A través de un orificio en las tejas, un hilo de luz amarilla y
perpendicular atravesaba el sombrío y húmedo espacio de la buhardilla para
posarse e iluminar a la vez aquel apetitoso taco de Gruyere dispuesto
sospechosamente sobre el suelo. Desde una cierta distancia los ratones ya
habían detectado el aroma de aquel diamante holandés en bruto sin apercibirse
siquiera que aquella penumbra circundante escondía en las sombras un
sofisticado y peligroso mecanismo de muelle tensado de gran potencia y pasador
disimulado por aquel vibrante trozo de queso del que nunca llegaron a sospechar
el alcance de sus consecuencias.
Después de deliberar
en silencio entre ellos durante un buen rato, optaron raudos, todos a una, por
dirigirse hacia aquella suculenta representación láctea de su República
Independiente sin ni siquiera imaginar todo lo que habría de suceder a
continuación y que a la postre se saldaría con un estrepitoso fracaso de
organización como consecuencia, -y merced a aquel señuelo-, de no haber
previsto con la suficiente antelación los riesgos que entrañaba aquella
deliciosa degustación en grupo.
Cuando confiados, los Jordis, ignorando el peligro en ciernes, cautelosos se
aproximaron al Gruyere, seguidos de cerca por el resto de roedores y
consiguieron por fin acariciar aquel tierno diamante amarillo,
automáticamente, el pasador que sostenía el queso fresco liberaría sin
dificultad el potente muelle tensado y la metálica ratonera, representación
tramposa del 155, saltando por los aires, se llevaría por delante a la mayoría
de ratoncillos sin apenas haber tenido tiempo siquiera de probar bocado.
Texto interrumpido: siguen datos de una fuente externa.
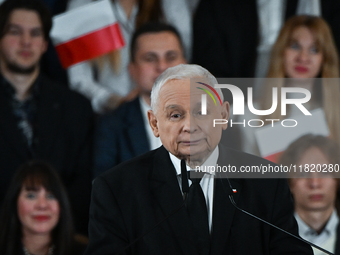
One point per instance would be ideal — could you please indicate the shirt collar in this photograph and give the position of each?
(330, 227)
(211, 161)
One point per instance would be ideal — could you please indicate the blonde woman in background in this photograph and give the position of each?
(105, 80)
(304, 50)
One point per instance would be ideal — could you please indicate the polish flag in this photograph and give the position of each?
(86, 32)
(273, 141)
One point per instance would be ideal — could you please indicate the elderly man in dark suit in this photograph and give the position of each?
(145, 205)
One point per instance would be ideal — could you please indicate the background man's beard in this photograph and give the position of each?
(21, 70)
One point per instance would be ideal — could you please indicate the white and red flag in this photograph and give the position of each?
(86, 32)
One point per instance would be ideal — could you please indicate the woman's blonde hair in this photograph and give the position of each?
(330, 91)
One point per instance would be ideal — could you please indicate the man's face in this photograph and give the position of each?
(317, 193)
(179, 122)
(155, 52)
(23, 43)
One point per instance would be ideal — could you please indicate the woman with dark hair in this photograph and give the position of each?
(36, 215)
(106, 80)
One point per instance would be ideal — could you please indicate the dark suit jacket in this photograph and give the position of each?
(226, 34)
(63, 138)
(120, 135)
(131, 199)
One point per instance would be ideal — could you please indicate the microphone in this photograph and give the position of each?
(231, 198)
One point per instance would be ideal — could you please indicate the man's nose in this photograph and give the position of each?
(190, 125)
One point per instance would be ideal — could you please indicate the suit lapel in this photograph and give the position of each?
(168, 195)
(136, 133)
(49, 118)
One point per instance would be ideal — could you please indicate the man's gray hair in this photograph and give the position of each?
(181, 72)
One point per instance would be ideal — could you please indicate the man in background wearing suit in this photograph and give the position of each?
(142, 206)
(125, 132)
(39, 118)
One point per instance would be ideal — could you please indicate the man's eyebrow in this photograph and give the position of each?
(173, 106)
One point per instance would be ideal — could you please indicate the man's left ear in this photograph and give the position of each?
(225, 113)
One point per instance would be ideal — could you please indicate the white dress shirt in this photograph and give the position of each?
(207, 182)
Sólo
se puso a salvo el único ratón colorado que como todo el mundo sabe es el más
listo de todos los roedores de su especie. Esa misma tarde, mientras sus
colegas entraban por parejas en otras tantas ratoneras metálicas del Estado, el
astuto ratón colorado huiría a toda prisa para ocultarse rápidamente entre los cientos de miles de coles de Bruselas.